What effect would a major confrontation between major powers have on Australian retail. The short answer is ‘profound’.
Is there one retailer in Australia who has prepared any scenarios or strategies in case the unthinkable happens? Or are we relying on being down under which immunises us from what is happening in the rest of the world?
It doesn’t really matter who throws bombs at who. Confrontation causes uncertainty and uncertainty creates low risk behaviour. Which means that people’s spending habits change. Overall there is a contraction with some product categories unable to sell much at all while other categories are sold out and shortages are created.
So what kind of products do people buy under these circumstances and do they hoard?
The first things that people buy are aimed at self preservation. Food, water, medical supplies, pharmaceuticals and maybe practical clothing. Then there are items such as generators, chain saws, fuel, barbecues, radios, walkie talkies and the like. Maybe even boats.
Forget fancy jewellery, designer clothes, and anything extravagant. Consider investment commodities such as gold, diamonds and other precious metals, which saved many a person from starvation when fleeing conflict during World War 2.
And so there is an abundance of some stock that can’t be sold at any price and at the opposite end of the spectrum the supermarket shelves for canned food are empty.

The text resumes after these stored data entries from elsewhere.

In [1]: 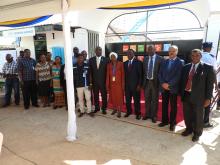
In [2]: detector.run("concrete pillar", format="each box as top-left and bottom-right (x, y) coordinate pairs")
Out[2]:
(62, 0), (77, 142)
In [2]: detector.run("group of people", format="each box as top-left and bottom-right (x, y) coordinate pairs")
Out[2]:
(2, 42), (217, 142)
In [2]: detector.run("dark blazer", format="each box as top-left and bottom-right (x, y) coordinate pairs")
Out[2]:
(89, 56), (109, 86)
(73, 63), (90, 88)
(143, 54), (163, 88)
(124, 58), (142, 91)
(158, 57), (184, 94)
(180, 63), (215, 105)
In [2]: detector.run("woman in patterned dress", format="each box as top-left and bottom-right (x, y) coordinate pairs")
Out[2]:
(52, 56), (65, 109)
(35, 54), (52, 107)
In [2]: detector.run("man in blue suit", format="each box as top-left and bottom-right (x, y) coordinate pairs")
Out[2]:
(158, 45), (184, 131)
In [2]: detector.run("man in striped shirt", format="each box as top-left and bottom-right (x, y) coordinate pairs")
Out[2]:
(18, 49), (39, 109)
(2, 54), (20, 107)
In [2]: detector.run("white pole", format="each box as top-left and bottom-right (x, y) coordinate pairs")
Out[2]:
(62, 0), (77, 141)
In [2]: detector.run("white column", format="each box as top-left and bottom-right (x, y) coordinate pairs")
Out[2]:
(62, 0), (77, 141)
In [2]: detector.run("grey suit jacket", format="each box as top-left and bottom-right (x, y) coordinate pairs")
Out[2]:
(143, 54), (164, 88)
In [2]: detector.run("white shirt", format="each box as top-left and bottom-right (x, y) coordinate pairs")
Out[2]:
(201, 52), (217, 70)
(96, 56), (102, 68)
(128, 57), (135, 65)
(147, 54), (156, 80)
(189, 62), (200, 73)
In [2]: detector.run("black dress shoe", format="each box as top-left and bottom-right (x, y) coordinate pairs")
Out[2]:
(169, 125), (175, 131)
(142, 116), (150, 120)
(158, 122), (168, 127)
(78, 113), (84, 117)
(192, 135), (199, 142)
(88, 112), (94, 117)
(2, 104), (10, 108)
(204, 123), (213, 128)
(33, 104), (39, 108)
(24, 106), (29, 110)
(152, 118), (157, 123)
(124, 113), (131, 118)
(93, 109), (100, 113)
(102, 110), (107, 115)
(136, 115), (141, 120)
(181, 130), (192, 136)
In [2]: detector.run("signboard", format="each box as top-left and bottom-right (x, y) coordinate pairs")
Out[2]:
(137, 45), (145, 52)
(123, 44), (129, 52)
(3, 27), (35, 38)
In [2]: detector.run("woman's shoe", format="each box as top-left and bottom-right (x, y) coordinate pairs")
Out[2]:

All overly dramatic stuff you say but war is like an insidious disease. It creeps up on you. And when you realise what is happening so does everyone else.
So what can we as retailers do about it?
Be extremely agile. Have a game plan. If you have a hardware chain, have a list of what you believe people will want and if and when the time comes, hit the ‘buy big’ button. If you are a couturier, consider your options. Liquidate stock quickly or simply close your doors for a while. And a whole raft of strategies in between.
But what will you do?
Probably what everyone else is doing.